> play in the field
As you get closer to the butterflies you realise they are buttergrues. But there are only three, and the nibbling they do on your body doesn't do anything but tickle you, cause you to fall over and kill one in the midst of you laughing.
It's not so funny when a swarm of buttergrues get the message about their friend's death. They all nibble at you constantly, causing you to laugh like a nut.
> HAHAHAHAHAHA! STOP! THAT TICKLES! HAHAHAHAHA!

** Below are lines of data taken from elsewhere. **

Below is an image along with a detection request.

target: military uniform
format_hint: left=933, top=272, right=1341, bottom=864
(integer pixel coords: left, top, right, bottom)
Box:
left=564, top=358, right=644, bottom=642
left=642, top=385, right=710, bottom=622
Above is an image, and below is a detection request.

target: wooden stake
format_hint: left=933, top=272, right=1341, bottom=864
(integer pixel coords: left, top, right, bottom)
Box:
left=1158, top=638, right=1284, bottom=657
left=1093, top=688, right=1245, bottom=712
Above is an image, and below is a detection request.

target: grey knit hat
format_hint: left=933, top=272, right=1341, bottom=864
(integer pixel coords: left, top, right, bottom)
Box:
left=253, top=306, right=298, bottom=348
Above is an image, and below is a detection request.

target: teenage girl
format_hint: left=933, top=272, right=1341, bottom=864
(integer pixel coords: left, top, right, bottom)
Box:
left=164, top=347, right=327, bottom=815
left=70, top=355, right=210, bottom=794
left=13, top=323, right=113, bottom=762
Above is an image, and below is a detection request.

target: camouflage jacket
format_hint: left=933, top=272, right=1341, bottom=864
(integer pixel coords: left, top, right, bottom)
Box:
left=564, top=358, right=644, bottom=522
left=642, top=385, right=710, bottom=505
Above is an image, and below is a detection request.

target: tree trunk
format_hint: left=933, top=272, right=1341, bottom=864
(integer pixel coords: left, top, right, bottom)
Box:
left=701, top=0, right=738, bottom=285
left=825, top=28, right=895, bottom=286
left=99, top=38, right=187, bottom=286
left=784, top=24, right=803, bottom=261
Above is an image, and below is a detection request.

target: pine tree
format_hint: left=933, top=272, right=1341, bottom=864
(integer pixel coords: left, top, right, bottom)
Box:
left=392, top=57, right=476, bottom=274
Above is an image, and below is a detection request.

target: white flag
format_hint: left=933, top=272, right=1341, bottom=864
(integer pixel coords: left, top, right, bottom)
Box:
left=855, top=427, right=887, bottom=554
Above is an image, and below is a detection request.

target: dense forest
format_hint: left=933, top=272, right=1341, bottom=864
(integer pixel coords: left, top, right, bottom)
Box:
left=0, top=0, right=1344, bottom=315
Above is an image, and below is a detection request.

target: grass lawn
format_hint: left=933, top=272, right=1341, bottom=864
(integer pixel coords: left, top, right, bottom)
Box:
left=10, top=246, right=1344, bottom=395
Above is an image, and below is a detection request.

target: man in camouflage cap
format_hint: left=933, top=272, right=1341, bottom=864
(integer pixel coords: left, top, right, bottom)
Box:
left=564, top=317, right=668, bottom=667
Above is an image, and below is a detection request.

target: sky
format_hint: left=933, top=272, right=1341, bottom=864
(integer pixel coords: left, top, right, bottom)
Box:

The king of buttergrues gets the message and, using it's sharper, bigger teeth, tears a hole in your side, making some buttergrue fly into the hole and nibble you from the inside out. There we go, we stopped them from tickling you!
> I hate you
As an added twist, the King of buttergrues forcibly pulls down your pants and bites off your genitals. Every other buttergrue flies into that hole and nibbles your body for the next few days while you lay in mind-bending pain. However, the buttergrues still cannot eat your body.
> HAHAHAHAHA! MERE BUTTERGRUES ARE N00BS!
So the King of buttergrues buys 70766 buttergrue teeth sharpeners for the 70766 buttergrues, who take a time out from their pathetic noobish nibbling, sharpen their teeth and go back to nibbling (and eating) your sorry (still alive) corpse.
It is now safe to say...
> NO! DON'T YOU DARE! DON'T YOU DARE START PUTTING UP THE ZORKDIED BANNER! CONSEQUENCES APPLY!
- *** You have...
> kill narrator
The narrator is now dead.
> yay! I can now win!
You have won.
I am the narrator!
> no you're not, I killed the narrator!
Here's proof then!
- *** You have died ***
Would you like to start over, restore a saved position, or end this session of Zork? (type RESTART, RESTORE, or QUIT):
> oh jesus! I'M SORRY! I DIDN'T MEAN TO KILL YOU!
Sure you didn't. And since you killed the narrator and you didn't die, you don't get any restart, restore or quite links.